Across virtually every industry, CLOs are recognizing that they must rethink and reinvent their approach to workforce education. Whether the subject matter is a new body of regulations, an evolving product line or emerging strategic priorities, organizations must find ways to efficiently and effectively keep their workforce educated to keep pace in a corporate environment with greater time and cost constraints than ever before. Blending different learning approaches, including classroom learning and e-learning, helps meet companies’ learning and business objectives.
In today’s demanding corporate environment, classroom time is still valuable, but learning organizations must adapt with the times and implement new approaches. Classroom learning should no longer consist of isolated events meant to transfer information from instructor to student. Rather, face-to-face instruction should serve as an extended process where learners can also converse with peers to discuss the content they have absorbed in advance of the day’s classroom meeting. In addition, today’s most successful learning programs embrace advances in technology. Therefore, the most optimal learning programs should consist of both classroom time and e-learning methods. By offering a variety of learning models, companies acknowledge that people learn in different ways. Although every organization has unique goals, blended instruction can help a business address its learning challenges with the most effective and flexible solutions.

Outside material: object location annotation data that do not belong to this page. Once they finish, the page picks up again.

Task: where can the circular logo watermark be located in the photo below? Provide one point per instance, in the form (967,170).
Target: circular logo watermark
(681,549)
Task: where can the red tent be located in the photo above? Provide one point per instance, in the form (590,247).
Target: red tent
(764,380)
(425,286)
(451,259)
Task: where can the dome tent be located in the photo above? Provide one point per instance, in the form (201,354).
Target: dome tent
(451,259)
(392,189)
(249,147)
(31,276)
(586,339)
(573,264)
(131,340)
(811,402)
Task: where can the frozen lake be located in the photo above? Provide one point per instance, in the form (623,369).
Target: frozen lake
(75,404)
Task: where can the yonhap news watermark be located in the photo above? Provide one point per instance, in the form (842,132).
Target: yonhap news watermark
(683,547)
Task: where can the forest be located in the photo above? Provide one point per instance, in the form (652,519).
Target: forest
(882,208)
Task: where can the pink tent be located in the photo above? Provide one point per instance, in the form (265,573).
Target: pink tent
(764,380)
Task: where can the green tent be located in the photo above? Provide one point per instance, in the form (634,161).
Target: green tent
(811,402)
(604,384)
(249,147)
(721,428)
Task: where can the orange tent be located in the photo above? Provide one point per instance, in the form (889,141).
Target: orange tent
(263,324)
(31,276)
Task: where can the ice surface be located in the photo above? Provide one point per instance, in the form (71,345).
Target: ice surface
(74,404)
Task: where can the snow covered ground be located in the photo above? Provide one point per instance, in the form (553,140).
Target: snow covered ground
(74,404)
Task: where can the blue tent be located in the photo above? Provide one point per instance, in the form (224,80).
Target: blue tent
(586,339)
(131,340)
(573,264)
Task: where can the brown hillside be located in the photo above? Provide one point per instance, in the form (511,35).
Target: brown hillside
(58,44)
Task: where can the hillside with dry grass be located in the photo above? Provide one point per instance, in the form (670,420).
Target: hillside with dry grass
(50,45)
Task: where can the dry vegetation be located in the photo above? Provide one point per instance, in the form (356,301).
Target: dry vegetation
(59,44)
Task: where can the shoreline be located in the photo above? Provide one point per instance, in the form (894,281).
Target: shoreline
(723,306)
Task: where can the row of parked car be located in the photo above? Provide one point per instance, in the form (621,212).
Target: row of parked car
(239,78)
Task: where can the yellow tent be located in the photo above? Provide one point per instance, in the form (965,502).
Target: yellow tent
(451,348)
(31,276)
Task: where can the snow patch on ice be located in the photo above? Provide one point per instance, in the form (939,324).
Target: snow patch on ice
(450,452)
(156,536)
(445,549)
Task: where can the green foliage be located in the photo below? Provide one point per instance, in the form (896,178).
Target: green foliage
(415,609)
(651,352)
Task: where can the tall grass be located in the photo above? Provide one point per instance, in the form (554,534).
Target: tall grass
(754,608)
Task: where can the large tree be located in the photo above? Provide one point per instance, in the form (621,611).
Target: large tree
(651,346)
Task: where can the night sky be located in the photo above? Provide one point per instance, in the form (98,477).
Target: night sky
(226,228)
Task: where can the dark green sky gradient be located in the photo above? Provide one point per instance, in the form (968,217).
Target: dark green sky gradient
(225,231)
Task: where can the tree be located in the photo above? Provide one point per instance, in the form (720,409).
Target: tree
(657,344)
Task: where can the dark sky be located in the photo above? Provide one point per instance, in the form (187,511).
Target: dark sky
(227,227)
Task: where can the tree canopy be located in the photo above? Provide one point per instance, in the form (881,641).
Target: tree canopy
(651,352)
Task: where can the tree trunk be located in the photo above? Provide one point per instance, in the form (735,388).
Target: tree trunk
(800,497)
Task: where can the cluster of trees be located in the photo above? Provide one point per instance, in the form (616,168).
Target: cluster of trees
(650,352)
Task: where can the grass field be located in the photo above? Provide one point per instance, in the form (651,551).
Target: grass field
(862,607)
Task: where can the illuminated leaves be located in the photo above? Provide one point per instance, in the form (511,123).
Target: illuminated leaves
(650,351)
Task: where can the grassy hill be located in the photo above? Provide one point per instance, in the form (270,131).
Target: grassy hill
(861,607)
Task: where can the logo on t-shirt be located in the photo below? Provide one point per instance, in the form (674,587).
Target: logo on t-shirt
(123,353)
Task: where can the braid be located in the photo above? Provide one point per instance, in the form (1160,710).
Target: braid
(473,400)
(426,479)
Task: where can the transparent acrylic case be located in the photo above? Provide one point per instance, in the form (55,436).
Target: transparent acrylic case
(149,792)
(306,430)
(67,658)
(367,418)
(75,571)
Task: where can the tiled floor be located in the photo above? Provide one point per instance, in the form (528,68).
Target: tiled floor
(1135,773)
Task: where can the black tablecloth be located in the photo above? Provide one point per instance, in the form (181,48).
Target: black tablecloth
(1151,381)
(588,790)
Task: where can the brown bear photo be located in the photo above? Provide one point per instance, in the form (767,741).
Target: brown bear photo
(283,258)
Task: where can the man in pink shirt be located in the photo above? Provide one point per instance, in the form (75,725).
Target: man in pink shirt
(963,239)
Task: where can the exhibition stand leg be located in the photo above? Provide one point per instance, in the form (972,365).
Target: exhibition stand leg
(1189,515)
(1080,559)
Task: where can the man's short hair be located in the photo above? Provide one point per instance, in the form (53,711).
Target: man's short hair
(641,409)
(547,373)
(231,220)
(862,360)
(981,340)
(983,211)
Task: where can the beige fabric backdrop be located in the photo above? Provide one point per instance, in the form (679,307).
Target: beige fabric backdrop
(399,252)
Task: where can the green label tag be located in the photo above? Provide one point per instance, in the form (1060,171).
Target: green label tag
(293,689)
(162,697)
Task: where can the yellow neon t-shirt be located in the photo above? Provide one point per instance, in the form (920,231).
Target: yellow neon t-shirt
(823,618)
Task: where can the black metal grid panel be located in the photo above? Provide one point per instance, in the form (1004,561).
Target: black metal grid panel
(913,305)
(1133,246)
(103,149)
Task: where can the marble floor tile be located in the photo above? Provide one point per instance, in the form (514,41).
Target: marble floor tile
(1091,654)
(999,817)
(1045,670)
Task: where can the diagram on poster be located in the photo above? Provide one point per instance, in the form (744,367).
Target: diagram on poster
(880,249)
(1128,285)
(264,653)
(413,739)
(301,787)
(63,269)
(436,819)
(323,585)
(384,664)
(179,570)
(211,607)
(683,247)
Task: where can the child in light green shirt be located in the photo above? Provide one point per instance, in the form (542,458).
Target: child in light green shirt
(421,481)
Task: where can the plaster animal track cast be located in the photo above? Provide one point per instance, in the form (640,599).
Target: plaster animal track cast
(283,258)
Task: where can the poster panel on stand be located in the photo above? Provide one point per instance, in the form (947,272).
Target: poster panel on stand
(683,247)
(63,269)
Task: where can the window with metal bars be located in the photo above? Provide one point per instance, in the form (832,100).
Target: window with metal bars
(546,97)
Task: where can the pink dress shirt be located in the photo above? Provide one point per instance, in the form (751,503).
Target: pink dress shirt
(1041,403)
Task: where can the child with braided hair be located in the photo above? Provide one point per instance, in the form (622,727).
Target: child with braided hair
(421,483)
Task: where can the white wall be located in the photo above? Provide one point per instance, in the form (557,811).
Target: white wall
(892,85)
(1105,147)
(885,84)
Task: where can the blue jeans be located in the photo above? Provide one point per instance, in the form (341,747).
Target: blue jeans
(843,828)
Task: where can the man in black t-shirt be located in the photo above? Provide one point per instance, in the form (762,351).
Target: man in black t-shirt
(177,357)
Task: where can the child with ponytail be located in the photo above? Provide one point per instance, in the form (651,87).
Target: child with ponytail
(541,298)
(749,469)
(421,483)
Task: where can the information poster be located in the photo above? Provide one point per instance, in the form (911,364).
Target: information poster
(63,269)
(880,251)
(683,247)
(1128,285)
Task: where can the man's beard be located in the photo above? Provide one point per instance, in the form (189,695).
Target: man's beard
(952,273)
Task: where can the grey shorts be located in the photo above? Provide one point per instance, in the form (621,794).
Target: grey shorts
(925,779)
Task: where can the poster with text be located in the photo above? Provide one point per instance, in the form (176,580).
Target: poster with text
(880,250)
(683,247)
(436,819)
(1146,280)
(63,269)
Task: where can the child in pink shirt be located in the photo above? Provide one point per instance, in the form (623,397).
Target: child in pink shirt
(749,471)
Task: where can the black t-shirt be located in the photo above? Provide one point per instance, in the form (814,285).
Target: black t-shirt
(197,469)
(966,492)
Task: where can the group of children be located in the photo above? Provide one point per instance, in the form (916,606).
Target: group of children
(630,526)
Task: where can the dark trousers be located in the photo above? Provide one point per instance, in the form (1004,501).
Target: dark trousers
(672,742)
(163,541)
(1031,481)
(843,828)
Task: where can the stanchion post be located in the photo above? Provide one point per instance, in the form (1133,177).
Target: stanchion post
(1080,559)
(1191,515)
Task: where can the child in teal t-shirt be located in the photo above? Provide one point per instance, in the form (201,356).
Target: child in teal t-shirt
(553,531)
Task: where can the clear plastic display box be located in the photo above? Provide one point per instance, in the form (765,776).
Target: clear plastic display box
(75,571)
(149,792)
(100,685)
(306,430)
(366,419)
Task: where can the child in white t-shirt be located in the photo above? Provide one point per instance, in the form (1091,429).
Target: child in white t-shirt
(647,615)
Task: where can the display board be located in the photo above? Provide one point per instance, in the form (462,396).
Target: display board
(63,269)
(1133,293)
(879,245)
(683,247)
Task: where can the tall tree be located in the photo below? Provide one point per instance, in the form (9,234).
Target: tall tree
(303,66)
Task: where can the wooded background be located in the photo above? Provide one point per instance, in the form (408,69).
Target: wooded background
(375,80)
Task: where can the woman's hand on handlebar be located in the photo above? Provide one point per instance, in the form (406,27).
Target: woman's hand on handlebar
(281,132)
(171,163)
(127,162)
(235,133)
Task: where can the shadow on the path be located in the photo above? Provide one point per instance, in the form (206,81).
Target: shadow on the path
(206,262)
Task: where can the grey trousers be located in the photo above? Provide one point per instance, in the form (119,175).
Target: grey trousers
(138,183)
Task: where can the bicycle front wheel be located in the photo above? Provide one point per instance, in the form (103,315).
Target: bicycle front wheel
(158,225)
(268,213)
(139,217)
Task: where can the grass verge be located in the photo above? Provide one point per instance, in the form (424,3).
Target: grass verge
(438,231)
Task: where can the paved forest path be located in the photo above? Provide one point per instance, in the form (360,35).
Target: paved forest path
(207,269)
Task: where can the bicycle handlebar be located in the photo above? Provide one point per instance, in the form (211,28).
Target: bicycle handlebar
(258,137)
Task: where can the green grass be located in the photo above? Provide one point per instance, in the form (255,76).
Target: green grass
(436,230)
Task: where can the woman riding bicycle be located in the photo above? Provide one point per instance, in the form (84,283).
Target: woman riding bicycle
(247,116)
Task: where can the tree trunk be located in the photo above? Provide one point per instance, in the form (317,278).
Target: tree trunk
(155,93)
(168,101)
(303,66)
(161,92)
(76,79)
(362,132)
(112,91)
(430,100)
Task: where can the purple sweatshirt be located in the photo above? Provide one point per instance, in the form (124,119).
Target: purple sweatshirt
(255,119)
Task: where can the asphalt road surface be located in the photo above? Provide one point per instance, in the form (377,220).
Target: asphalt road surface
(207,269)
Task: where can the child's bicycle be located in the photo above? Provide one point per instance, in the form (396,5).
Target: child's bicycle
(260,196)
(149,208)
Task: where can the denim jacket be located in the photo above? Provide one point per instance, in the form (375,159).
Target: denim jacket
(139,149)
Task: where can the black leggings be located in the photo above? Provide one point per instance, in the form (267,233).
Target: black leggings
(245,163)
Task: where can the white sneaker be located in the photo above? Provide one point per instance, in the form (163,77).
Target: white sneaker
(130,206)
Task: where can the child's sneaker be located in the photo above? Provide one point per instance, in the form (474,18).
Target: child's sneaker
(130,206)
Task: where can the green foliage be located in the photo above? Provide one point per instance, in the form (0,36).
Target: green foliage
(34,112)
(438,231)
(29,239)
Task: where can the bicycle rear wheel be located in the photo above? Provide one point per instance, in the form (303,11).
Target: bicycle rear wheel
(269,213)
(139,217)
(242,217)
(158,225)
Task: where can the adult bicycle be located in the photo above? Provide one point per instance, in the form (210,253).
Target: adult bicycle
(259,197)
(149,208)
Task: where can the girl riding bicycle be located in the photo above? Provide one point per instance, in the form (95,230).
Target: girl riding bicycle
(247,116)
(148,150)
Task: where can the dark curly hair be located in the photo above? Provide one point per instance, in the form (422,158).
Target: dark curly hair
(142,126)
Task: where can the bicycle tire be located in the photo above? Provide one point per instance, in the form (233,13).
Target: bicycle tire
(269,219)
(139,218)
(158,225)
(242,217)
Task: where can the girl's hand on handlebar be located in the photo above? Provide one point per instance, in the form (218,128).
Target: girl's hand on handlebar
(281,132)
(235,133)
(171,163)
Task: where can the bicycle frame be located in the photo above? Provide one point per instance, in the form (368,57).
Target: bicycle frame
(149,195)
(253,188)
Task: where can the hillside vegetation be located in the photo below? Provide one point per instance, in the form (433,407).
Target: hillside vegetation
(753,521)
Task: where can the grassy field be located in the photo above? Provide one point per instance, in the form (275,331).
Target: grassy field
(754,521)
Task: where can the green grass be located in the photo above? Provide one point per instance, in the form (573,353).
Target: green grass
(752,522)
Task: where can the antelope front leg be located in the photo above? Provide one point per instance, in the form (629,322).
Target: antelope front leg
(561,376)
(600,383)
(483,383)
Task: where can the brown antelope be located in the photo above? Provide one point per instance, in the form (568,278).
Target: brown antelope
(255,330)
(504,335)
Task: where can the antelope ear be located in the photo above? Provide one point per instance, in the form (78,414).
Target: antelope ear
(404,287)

Blended learning follows a framework that orchestrates movement from one learning experience to the next, so that each step builds on the previous one. Blended learning models enable organizations to move up the educational and collaborative scale—starting with a low-level information exchange and extending to mastery. The power of blended learning models comes into play when you think of combining the tiers in a single learning solution. A company can blend elements from each tier or only from selected tiers, depending upon their needs, available content, budget and time. This blended approach to learning acknowledges that as skills development becomes more critical to organizational success, it becomes even more important to ensure that learning programs are designed to be effective, flexible and cost-conscious.
Blended learning models may consist of learning from information, interaction, collaboration and classroom experiences. The first three tiers can take advantage of e-learning technology, allowing a company to minimize costs associated with travel, private instructors and time away from the office. In addition, this approach is cost-effective because the learning objects created in one course can be reused in another, even when using a different delivery approach. Leveraging learning materials that are created once and used many times helps to ensure that key concepts and messages are constantly reiterated. Blended learning also builds in the repetition that adult learners need, as they often do not retain information until it has been presented to them several times.
Learning From Information
Typically, when a learning program is initiated, a logical starting point is to provide learners with performance support and reference materials. Just as we learned from textbooks during college, learning from printed information or from specific instructions is the first level of learning. However, using today’s technology, this step can be Web-based—making it easier and faster to implement and relatively inexpensive to deliver. Learning takes place on demand—enabling learners to access information according to their own schedule and to choose materials that are relevant to their specific job function or business needs. Allowing learners to move at their own pace maximizes interest and motivation, and empowers them to learn quickly and comprehensively.
Learning From Interaction, Simulation or Games
By applying the learning acquired from reading, the content is reinforced, improving the likelihood that it will be retained. Using the Web and digital content, this type of learning can be less expensive to develop and deliver than classroom instruction, and enables students to apply concepts to real-life scenarios in a “safe” environment. Learning can be self-directed and might leverage interactive games, coaching and layered simulations. These practice cases can provide multiple options to help learners master specific competencies at their own pace.
For example, a coaching simulator can present the user with different scenarios. The learners can select from different actions, which, based on their choices, will lead to different results. This type of simulation prepares learners for similar situations that might arise during an actual work experience. As a result, learners acquire the confidence, knowledge and motivation needed to efficiently handle a variety of issues.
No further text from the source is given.